Reflections on Forth
In retrospect, Forth was an interesting language to teach kids, but I'm not sure if it was the best option. While the language lacked difficult syntax, it also required thinking about parts of software systems even a lot of programmers keep tucked safely abstracted below the level they normally work. The stack is a fundamental data structure, but it's not necessarily something students need front-and-center during their early education.
Even with Forth's drawbacks, the fact that the resulting code was a mere series of words was powerful. A concatenative programming language with more higher-level constructs may be helpful for teaching. Possibly something like Factor, or even a radically different approach!
I would have probably chosen a medium that provides even more clear and immediate visual feedback and even less emphasis on the underlying structures. Something like Scratch, which teaches control flow, variables, functions, and the like, but without some of the lower level details. And it's easy to make sprites move!
Overall, I don't believe the programming language matters all too much. For the most part, Forth is as perfectly capable as any other language. This short course showed that students can learn it effectively. Some students may pick up some paradigms better than others, but there is likely no way to perfectly micro-optimize the learning process. Provide kids with an environment that allows them to see the output of their work quickly and repeatably, and I believe most will thrive. Opportunity for self-direction is key.

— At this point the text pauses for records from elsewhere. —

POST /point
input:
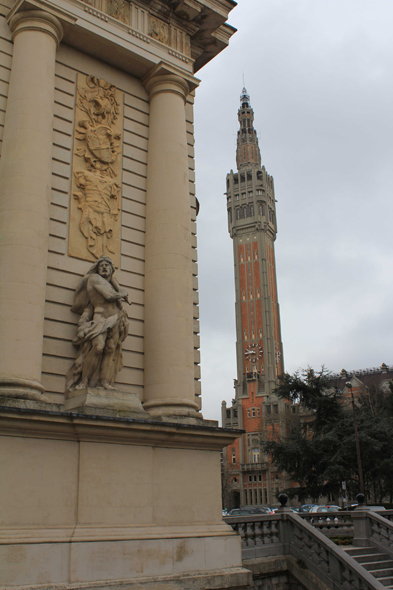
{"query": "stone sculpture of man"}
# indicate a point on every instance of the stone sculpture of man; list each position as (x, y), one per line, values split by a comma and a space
(102, 328)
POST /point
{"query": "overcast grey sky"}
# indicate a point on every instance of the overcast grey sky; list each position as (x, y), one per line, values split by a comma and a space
(320, 77)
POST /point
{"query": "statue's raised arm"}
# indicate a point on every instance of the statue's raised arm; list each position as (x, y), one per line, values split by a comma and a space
(102, 328)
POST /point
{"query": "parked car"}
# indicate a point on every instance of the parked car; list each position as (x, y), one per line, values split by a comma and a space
(306, 507)
(325, 508)
(372, 508)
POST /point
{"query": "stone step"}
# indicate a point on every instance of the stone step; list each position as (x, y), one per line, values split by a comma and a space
(370, 557)
(381, 573)
(386, 581)
(378, 565)
(354, 551)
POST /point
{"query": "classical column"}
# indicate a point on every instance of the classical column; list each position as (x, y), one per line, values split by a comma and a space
(25, 184)
(169, 346)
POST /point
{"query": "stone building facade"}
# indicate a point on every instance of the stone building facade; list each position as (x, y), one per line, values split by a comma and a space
(109, 471)
(252, 224)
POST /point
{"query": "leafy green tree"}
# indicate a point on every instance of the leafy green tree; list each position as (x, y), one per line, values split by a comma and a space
(318, 449)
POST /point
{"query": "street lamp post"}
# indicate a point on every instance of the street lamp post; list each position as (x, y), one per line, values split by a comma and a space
(355, 424)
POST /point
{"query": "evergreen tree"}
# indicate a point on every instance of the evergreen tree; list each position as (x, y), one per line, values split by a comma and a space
(318, 449)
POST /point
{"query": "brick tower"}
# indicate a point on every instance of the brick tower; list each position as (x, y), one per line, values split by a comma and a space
(252, 226)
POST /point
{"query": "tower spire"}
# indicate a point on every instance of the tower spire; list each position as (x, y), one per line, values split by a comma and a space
(247, 152)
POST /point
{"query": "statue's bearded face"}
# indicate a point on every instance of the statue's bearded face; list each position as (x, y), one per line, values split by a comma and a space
(105, 269)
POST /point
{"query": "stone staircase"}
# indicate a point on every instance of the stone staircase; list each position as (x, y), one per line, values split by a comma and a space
(376, 563)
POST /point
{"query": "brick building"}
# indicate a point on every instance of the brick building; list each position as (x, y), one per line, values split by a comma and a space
(252, 226)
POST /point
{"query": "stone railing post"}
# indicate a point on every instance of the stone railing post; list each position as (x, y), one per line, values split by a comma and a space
(169, 342)
(25, 184)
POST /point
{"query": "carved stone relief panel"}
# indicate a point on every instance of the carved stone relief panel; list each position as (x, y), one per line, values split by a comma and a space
(96, 177)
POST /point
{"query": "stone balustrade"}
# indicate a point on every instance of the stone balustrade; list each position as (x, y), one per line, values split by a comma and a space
(331, 524)
(286, 533)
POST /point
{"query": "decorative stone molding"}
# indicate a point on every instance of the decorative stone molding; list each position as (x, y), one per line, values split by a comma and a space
(36, 20)
(96, 182)
(167, 83)
(169, 35)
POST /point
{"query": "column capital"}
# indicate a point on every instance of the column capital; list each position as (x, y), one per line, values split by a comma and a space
(36, 20)
(164, 78)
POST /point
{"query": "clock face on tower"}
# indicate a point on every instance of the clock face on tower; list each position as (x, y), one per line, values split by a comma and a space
(254, 351)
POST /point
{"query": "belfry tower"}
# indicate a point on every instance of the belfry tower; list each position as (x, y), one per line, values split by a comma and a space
(252, 226)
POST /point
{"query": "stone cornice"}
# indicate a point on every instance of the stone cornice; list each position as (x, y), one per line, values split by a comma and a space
(79, 427)
(88, 29)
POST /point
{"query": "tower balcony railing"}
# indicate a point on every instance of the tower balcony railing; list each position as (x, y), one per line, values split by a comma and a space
(261, 466)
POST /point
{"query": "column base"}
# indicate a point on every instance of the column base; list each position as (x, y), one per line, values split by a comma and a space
(98, 401)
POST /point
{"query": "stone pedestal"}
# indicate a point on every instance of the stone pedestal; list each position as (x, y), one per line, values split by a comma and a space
(99, 502)
(102, 402)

Regardless, this class gave both me and my students a unique experience. If any of them choose to pursue programming going forward, they have already taken a low-level introduction. One that required an intimate understanding of a fundamental data structure in computer science. It provided me with an opportunity to learn and grow as a teacher—to iterate in teaching the same way I asked them to iterate in learning.
The Importance of Teaching
One last addendum to wrap this up. As programming becomes driven by stochastic automation, it's even more vital to teach people how to program themselves. For those who already know how to program, our skills will atrophy if we begin to rely on LLMs. But for those who haven't ever learned skills like programming, using LLMs may cause them to surrender the skill entirely.
Additionally, many people who do want to learn new skills are turning to LLMs, increasingly replacing learning from potentially reputable sources with learning from a technology which has been shown to be inaccurate, sycophantic, and in some cases seriously worsen mental illness. All of these are more dangerous in kids, who are just learning how to interact with the world for themselves.
Because of this, it's essential to provide everyone, especially kids, a human-centered environment to learn vital skills like programming. More people from various backgrounds should be willing to devote our time and energy to share the knowledge we have, as well as explaining how to safely obtain further knowledge.
Even if you're not a teacher, learn to teach. Embrace these opportunities. Create spaces where knowledge flows freely between people. Skip the stochastic parrot.